Clint Eastwood has a little fun with his iconic Man with No Name persona from Sergio Leone’s classic spaghetti westerns (A Fistful of Dollars, etc.) in the 1973 High Plains Drifter, the second feature he directed following Play Misty for Me.
This time Eastwood is The Stranger, a taciturn gunslinger who literally emerges in the spooky, opening shot from waves of shimmering desert heat at a vast distance from the camera. His horse trots like that of an Arthurian knight as The Stranger enters and passes through the length of a tiny mining town called Lago. The eyes of the townspeople are fixed on him—what does he want here? Well, he wants a beer, a shave, and a bath.
But he also seems to have some larger purpose mysteriously tied, as we see in The Stranger’s dreams, to the brutal murder of the town’s former sheriff, a crime the entire town supported to suppress his intention to reveal corruption. The unstated suggestion in the story is that this outsider, perhaps in a supernatural way, has come to wreak Old Testament-like wrath on these sinners. Meanwhile, the hired killers, betrayed by these terrible people, have been released from prison and are on their way to Lago to exact revenge.
Will The Stranger, who has already shot seven bad guys in 24 hours, help Lago defend itself?
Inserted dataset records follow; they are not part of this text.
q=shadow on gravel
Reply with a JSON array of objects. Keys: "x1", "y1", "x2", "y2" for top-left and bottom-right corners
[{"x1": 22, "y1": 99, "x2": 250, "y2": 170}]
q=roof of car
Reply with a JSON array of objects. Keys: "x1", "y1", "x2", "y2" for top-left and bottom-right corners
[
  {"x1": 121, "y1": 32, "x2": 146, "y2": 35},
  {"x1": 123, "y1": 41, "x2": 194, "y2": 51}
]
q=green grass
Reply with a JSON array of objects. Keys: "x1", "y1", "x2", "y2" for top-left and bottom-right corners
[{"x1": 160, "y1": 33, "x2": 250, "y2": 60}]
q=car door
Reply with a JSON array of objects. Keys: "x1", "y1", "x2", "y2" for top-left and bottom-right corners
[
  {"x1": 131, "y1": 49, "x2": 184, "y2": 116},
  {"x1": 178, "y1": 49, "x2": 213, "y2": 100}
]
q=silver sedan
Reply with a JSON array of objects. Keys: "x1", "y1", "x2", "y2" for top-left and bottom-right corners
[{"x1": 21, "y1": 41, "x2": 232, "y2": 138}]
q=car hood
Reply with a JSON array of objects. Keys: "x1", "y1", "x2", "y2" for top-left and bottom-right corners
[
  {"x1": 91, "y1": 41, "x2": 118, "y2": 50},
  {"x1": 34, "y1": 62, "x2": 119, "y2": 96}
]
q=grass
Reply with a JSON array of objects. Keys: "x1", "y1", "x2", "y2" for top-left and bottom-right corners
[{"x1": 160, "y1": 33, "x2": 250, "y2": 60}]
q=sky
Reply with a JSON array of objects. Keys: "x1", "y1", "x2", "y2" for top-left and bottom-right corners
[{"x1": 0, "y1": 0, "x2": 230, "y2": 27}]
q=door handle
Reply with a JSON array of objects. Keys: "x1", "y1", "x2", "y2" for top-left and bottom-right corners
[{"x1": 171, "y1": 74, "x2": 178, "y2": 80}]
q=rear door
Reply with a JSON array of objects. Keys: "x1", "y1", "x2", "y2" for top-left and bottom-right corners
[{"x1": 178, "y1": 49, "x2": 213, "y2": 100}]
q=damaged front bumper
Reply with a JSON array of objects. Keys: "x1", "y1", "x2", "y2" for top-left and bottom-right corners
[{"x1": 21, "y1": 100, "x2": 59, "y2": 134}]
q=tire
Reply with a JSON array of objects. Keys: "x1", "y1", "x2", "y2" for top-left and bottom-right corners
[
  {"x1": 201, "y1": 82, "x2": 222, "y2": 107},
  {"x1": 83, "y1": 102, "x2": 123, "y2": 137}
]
He will, but at a price, enjoying some spoils and commanding everyone, in an act of pure irony he enjoys, to paint all of Lago hellfire red.
Eastwood has a fluid command of his widescreen, beautiful images (a nearby sea that turns up in a number of shots adds to the Biblical feel of the story), and the little wooden town’s isolation in an endless dry landscape is haunting. The action is crisp and the cast is full of creative energy. (An actor of short stature named Billy Curtis is a standout.) Eastwood has a sharp-edged presence that, typically for him, is truly compelling. Strongly recommended.